- The Washington Times - Sunday, November 23, 2003

Meghan Shea uses the strokes of a paintbrush to express herself. While some people communicate best through words, she specializes in visual images.

A senior fine arts student at George Washington University in Northwest, Ms. Shea, 21, is taking an independent study course in painting. Several self-portraits are among the projects she has created. Although she is unsure of her post-college plans, she hopes painting will always be part of her life.

“It seems like an endless struggle for betterment of your art,” she says. “Sometimes you wonder if you’re making any progress at all, … but sometimes there’s a moment when it’s worth it.”

Today’s universities and colleges are training this generation’s Michelangelos and Caravaggios. While some students study painting as a minor or elective, others receive undergraduate and graduate degrees in the field.

When instructing beginners, it’s important to stress the basics, says Thom Brown, assistant professor of art at George Washington University. He starts by making sure his pupils know how to translate what they observe in the three-dimensional world to the canvas, which involves developing their hand-eye coordination.

Understanding how to mix paint to create specific colors is essential, but is mostly learned by trial and error. In addition, students must become familiar with their materials, including the types of brushes and paints.

After reviewing the technical aspects of painting, Mr.
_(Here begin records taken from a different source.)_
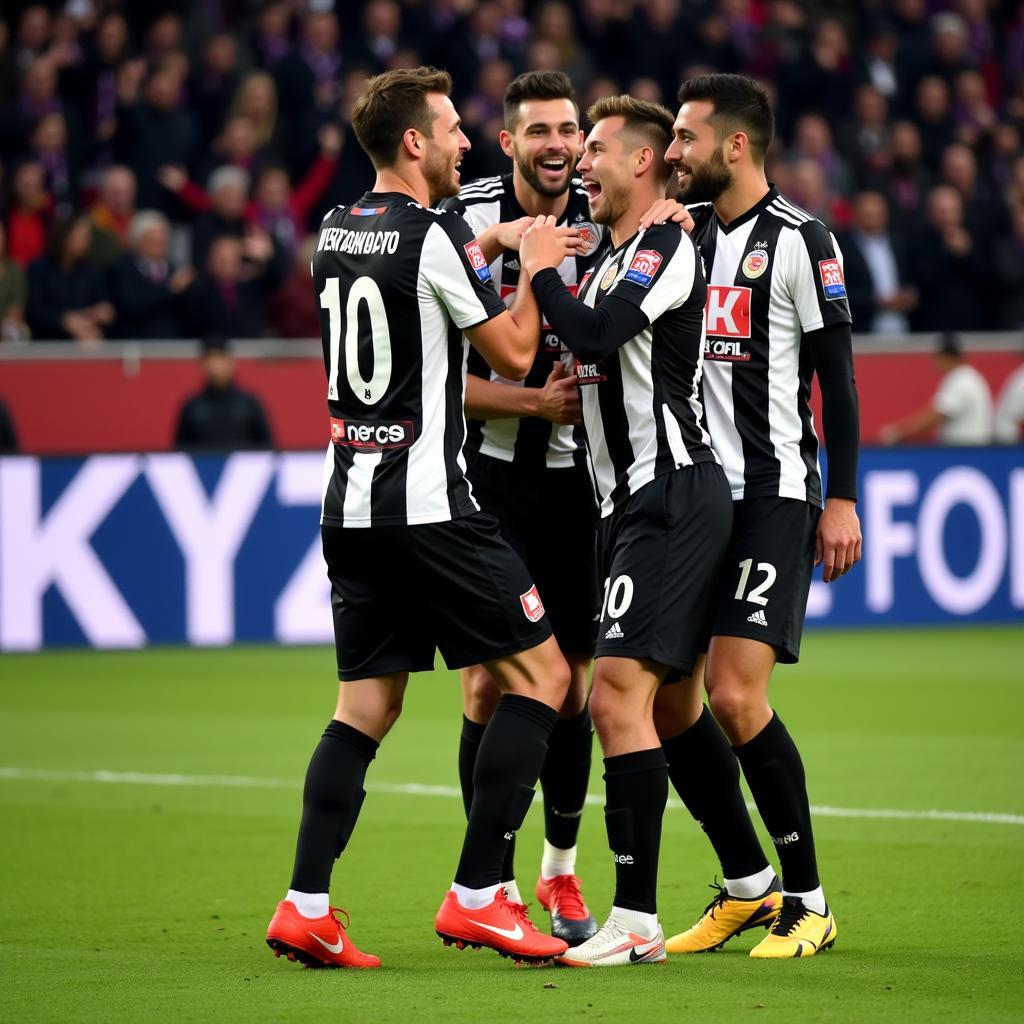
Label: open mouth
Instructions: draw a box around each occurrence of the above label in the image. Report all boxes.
[537,157,569,178]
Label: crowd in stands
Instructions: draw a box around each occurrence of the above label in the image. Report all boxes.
[0,0,1024,344]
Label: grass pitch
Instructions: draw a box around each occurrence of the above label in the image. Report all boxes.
[0,629,1024,1024]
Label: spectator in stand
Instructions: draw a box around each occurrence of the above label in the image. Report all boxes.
[188,32,239,148]
[0,221,29,341]
[838,191,918,334]
[185,167,249,266]
[274,10,341,118]
[791,114,853,196]
[118,61,197,213]
[26,214,114,344]
[185,231,280,338]
[993,354,1024,444]
[879,332,992,444]
[89,164,136,269]
[7,160,53,266]
[910,185,991,331]
[250,2,292,72]
[267,234,319,338]
[109,210,196,340]
[994,206,1024,331]
[0,401,18,455]
[228,71,284,156]
[174,333,273,452]
[877,121,932,216]
[913,75,956,167]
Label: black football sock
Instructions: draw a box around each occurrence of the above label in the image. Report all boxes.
[289,720,380,893]
[455,693,557,889]
[735,714,818,893]
[541,708,594,850]
[662,706,768,879]
[459,715,515,882]
[604,746,669,913]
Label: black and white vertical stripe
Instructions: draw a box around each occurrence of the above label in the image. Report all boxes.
[691,187,850,505]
Brown stresses that painters need to be able to generate ideas, otherwise, they will end up creating the same painting over and over again.

“They should start to be self-critical about their work,” he says. “At the beginning, they are dependent on an instructor, but eventually they need to know for themselves what’s good and bad.”

As a beginning exercise, John Morrell, assistant professor of painting at Georgetown University in Northwest, has his students make 100 different strokes on canvas. Although this may seem mundane, he says the best students find ways to vary color and brush movements.

“If they are going to be painters, they have to fall in love with painting,” he says. “Otherwise, a different medium may be better.”

Whatever the speciality, Mr. Morrell emphasizes that becoming an outstanding artist does not happen overnight. Painters, like other artists, must develop their own vision as they continue to enhance their skills.

“It’s something that’s a progression over time,” he says. “It requires patience and the ability to let things develop.”

As a painter’s style evolves, the individual’s work usually becomes either more figurative or abstract, says Barry Nemett, chairman of the painting department at Maryland Institute College of Art in Baltimore.

Figurative painters specialize in depicting people in the natural world. Abstract painters are more representational, focusing on space and color interactions of imagined realities.

“Students create their own visual problems in the studio and go about finding inventive ways of solving them,” Mr. Nemett says. “The students learn how to be creative.”

Natalie Provosty, 21, a senior painting major at Maryland Institute College of Art, paints large-scale interior works in the 4-foot-by-6-foot range. Although she does mostly figurative pieces, she also enjoys creating landscapes. She studied in Florence, Italy, for four months earlier this year.

Although she is aware of the obstacles, her ultimate goal is to work as a professional painter. She has applied for a Fulbright Scholarship to India to study painting, starting next fall. She also is considering a move to New York City.

“[Painting] affords me occupied time to think in a meaningful way,” she says. “It’s purposeful. It’s something that feels right in my heart. I feel like it’s a calling. … Painting is definitely a very spiritual experience. It’s not connected with religion. … It’s an honest search for truth.”

Although painting is no longer the dominant art form in Western culture and is somewhat overshadowed by film and photography, it is still the traditional way to depict ideas visually. Since it’s been around since the day of cave art, it will never go out of fashion, says John Figura, chairman of the art department at Catholic University of America in Northeast. Painting is distinguished by its physical nature and the ability to manipulate the work with the hands.

Sometimes, contemporary artists combine paintings with digital pieces or photographs. Mr. Figura routinely takes his students to view other artists’ work to receive inspiration for their own. His classes visit places such as the Hirshhorn Museum and Sculpture Garden in Southwest and Signal 66 in Northwest.

Although his students are aware of the trends, it doesn’t mean they will be influenced by them. True artists make original statements instead of mimicking someone else’s ideas, he says.

“Painting today is totally wide open,” he says. “There is no dominant trend. There is no ‘ism.’ It gives an artist free rein to do whatever they want, but within the total range of freedom is difficulty in selecting what to do.”

Even though parents may discourage their children from pursuing a career in painting, students need to be able to follow their dreams, says Judy Baus, professor of fine arts at Marymount University in Arlington.

While painters are becoming established, they can give lessons to other students for income, she says.

“You have to love what you do and do what you love,” she says. “It’s tough to make a living at it, but there are ways.”